Dermot Maher, Chris Dye, Katherine Floyd, Andrea Pantoja, Knut Lonnroth, Alasdair Reid, Eva Nathanson, Thad Pennas, Uli Fruth, Jane Cunningham, Heather Ignatius, Mario C Raviglione,
The Global Plan to Stop TB 2006-2015 provides guidelines for policy makers and national program managers. It outlines the key interventions needed to achieve the Millennium Develop Goals ment (MDGs) for tuberculosis (TB), which is to halve the prevalence and mortality of tuberculosis (TB) between 1990 and 2015 and save 14 million Of lives. Developed by a large group of partners, the plan proposes a strategy model that combines interventions that are easy to implement on the ground. The main areas of work envisaged are: the scaling up of tuberculosis control interventions, the promotion of research and development work on diagnostic tools,
Scenarios have been developed to assist the planning process: they consider problems on a global scale and in seven epidemiological regions. These scenarios are based on ambitious but realistic assumptions about the pace of scaling up and the development of business coverage. A mathematical model was used to assess the impact of scaling up on-going interventions from s study data from experience in a variety of TB control contexts.

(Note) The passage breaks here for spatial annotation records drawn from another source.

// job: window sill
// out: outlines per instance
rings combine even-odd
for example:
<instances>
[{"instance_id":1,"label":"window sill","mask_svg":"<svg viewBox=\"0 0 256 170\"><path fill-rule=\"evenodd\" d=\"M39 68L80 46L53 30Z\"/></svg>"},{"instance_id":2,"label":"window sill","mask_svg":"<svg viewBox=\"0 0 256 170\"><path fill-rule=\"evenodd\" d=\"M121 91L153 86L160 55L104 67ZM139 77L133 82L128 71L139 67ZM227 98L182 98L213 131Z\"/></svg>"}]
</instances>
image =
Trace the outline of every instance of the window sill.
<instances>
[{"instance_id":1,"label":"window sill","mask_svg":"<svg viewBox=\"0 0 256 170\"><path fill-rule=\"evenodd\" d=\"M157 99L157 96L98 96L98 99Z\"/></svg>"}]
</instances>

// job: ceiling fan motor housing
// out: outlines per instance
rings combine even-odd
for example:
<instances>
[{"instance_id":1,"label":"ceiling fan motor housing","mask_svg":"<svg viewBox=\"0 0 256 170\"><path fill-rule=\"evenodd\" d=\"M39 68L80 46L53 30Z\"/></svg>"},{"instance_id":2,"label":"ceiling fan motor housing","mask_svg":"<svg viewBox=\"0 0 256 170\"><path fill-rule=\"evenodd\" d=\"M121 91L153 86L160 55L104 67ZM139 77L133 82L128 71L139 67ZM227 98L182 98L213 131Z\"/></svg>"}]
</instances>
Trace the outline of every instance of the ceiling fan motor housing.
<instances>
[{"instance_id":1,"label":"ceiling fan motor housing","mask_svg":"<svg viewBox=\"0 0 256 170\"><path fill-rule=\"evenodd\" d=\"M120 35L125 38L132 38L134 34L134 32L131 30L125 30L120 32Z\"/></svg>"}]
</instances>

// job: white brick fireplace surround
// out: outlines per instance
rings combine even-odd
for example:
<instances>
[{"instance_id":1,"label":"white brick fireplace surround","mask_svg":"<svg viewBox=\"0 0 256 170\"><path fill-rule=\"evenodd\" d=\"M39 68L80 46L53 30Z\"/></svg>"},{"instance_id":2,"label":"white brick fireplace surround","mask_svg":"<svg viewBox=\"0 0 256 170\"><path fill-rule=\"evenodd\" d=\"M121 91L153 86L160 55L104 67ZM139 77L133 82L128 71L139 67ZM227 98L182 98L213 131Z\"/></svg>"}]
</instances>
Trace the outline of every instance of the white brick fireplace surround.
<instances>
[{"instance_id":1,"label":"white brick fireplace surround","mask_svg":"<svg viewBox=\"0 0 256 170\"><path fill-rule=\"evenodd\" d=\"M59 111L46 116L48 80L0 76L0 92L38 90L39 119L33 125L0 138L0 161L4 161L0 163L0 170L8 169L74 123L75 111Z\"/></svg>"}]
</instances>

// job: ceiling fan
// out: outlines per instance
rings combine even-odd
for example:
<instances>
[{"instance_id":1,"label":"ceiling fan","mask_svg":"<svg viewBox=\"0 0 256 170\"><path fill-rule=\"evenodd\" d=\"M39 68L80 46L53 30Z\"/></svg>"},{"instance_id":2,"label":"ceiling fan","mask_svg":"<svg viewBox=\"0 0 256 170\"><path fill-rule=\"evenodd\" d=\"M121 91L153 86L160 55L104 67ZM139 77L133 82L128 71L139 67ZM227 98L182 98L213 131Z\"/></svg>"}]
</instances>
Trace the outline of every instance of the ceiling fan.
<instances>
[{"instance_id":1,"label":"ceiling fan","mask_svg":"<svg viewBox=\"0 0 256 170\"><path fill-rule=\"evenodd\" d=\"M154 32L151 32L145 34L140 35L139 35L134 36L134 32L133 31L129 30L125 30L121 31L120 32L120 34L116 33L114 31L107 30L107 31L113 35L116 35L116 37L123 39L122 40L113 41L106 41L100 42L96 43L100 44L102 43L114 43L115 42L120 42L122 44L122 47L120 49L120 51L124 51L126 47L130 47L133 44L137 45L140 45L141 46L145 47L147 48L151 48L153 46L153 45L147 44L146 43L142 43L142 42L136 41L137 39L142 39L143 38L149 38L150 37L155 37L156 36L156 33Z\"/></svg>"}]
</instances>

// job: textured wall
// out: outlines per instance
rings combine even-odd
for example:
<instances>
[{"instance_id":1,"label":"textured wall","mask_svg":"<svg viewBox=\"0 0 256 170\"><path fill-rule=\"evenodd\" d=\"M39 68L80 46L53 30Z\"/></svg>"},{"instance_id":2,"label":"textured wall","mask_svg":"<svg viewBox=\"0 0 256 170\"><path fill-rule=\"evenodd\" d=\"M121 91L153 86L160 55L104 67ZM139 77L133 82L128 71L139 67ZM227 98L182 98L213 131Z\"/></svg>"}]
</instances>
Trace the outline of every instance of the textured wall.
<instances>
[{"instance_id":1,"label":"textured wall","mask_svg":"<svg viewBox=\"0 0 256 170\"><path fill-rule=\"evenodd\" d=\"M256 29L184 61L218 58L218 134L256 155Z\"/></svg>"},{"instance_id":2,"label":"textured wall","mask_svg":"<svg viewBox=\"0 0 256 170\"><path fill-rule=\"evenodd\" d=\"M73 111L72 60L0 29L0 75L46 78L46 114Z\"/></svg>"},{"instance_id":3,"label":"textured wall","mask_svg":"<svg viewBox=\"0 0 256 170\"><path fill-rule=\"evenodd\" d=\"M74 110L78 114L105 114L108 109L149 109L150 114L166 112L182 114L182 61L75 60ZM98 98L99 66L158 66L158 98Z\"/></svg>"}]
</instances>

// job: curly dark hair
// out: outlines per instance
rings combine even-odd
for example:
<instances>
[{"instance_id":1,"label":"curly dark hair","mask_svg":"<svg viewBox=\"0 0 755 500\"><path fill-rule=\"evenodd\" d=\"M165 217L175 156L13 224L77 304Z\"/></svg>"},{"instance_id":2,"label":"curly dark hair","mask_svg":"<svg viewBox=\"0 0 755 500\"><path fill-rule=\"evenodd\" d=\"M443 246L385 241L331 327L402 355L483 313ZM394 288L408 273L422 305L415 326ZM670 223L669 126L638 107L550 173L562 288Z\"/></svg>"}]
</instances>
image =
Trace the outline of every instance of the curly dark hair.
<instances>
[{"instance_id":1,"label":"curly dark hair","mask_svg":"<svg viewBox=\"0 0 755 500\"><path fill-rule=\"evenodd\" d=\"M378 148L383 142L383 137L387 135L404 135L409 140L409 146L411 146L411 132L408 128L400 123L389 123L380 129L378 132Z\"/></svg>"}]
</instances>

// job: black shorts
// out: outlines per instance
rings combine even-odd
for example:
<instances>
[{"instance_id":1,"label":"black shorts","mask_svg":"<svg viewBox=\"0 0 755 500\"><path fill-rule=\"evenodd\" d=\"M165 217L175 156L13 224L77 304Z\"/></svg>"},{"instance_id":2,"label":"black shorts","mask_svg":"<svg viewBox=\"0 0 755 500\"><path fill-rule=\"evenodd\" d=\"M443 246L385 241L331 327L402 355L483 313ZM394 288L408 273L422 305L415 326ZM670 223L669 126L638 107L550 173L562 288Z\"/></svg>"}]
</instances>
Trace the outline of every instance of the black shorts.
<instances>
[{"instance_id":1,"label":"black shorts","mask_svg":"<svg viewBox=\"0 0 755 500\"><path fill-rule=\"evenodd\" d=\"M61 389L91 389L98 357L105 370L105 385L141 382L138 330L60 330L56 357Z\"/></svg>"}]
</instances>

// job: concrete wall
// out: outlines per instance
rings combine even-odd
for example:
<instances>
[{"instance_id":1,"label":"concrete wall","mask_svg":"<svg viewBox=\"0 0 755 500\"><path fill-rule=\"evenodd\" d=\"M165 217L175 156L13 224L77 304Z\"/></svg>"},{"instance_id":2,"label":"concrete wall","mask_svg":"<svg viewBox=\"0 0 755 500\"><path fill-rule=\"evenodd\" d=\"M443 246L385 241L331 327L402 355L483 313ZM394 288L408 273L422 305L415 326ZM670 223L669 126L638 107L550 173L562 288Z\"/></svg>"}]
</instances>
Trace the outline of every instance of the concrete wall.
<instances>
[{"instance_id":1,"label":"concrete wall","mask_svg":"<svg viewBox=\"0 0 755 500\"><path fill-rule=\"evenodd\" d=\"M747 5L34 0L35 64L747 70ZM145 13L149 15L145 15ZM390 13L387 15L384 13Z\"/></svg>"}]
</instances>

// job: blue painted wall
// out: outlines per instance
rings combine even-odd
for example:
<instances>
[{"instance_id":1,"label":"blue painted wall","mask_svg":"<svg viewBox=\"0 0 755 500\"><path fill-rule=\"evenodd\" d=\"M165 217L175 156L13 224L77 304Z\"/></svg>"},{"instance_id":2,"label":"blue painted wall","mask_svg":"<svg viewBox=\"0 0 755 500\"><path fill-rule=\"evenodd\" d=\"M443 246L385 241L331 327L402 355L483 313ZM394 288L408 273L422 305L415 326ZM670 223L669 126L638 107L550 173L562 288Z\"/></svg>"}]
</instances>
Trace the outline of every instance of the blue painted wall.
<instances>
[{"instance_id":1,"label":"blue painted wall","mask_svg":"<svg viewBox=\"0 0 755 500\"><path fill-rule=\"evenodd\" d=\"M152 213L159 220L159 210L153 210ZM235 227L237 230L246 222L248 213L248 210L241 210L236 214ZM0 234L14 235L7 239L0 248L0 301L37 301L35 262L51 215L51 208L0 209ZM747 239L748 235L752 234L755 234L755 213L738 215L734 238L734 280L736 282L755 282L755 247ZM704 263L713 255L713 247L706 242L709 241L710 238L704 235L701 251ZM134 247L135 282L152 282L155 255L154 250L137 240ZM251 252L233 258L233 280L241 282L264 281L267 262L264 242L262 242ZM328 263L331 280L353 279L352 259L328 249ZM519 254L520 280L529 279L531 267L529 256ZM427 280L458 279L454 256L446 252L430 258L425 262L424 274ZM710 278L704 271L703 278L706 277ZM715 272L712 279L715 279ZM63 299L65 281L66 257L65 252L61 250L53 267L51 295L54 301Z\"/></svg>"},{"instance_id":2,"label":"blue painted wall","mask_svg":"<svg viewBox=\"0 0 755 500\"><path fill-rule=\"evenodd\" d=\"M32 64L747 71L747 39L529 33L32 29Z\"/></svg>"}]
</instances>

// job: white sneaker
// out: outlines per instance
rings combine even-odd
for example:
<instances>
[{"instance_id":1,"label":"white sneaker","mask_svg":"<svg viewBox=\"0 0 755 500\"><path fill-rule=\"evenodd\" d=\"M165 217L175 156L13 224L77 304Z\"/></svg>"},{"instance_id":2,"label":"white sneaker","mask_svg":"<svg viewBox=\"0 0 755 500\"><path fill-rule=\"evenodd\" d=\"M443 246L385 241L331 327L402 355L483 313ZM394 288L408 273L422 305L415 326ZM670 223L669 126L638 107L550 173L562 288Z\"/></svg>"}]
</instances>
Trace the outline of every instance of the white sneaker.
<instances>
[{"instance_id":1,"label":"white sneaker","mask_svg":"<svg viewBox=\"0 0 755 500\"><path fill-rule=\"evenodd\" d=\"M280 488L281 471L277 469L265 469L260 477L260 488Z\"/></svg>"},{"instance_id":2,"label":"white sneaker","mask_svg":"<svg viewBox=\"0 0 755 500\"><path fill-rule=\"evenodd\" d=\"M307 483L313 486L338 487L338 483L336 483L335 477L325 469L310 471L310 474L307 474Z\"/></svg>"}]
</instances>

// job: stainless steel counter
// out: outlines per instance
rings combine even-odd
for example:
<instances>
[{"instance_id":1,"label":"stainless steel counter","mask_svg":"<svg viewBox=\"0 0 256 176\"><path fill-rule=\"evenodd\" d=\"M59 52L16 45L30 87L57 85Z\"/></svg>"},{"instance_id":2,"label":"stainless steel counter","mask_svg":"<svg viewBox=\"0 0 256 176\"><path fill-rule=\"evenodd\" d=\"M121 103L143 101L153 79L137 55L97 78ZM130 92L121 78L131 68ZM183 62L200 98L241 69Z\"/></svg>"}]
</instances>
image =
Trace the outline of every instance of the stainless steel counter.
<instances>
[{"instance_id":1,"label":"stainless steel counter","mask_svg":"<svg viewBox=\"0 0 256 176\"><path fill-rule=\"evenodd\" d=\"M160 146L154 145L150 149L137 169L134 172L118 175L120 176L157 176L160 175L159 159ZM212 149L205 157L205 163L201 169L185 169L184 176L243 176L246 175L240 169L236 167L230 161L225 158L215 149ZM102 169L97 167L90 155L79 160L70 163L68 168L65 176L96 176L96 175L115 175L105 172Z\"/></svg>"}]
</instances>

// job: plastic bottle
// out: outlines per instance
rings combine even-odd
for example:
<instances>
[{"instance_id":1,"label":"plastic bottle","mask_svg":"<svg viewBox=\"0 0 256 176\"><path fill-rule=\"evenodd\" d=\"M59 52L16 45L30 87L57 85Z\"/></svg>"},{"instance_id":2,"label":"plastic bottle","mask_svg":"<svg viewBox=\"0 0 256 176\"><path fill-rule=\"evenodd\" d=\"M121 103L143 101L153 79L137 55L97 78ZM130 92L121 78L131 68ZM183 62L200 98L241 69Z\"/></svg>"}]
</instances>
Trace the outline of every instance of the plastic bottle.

The cost estimates for the activities under the Global Plan correspond to the implementation of interventions and the research and development of improved drugs, diagnostic tools and vaccines; They amount to US $ 56 billion over 10 years. Once converted to disability-adjusted life-years (DALY), these figures favorably compare with those of other public health interventions. This global tuberculosis control planning strategy is a useful example of a development agenda for global health improvement that is relevant to other health problems.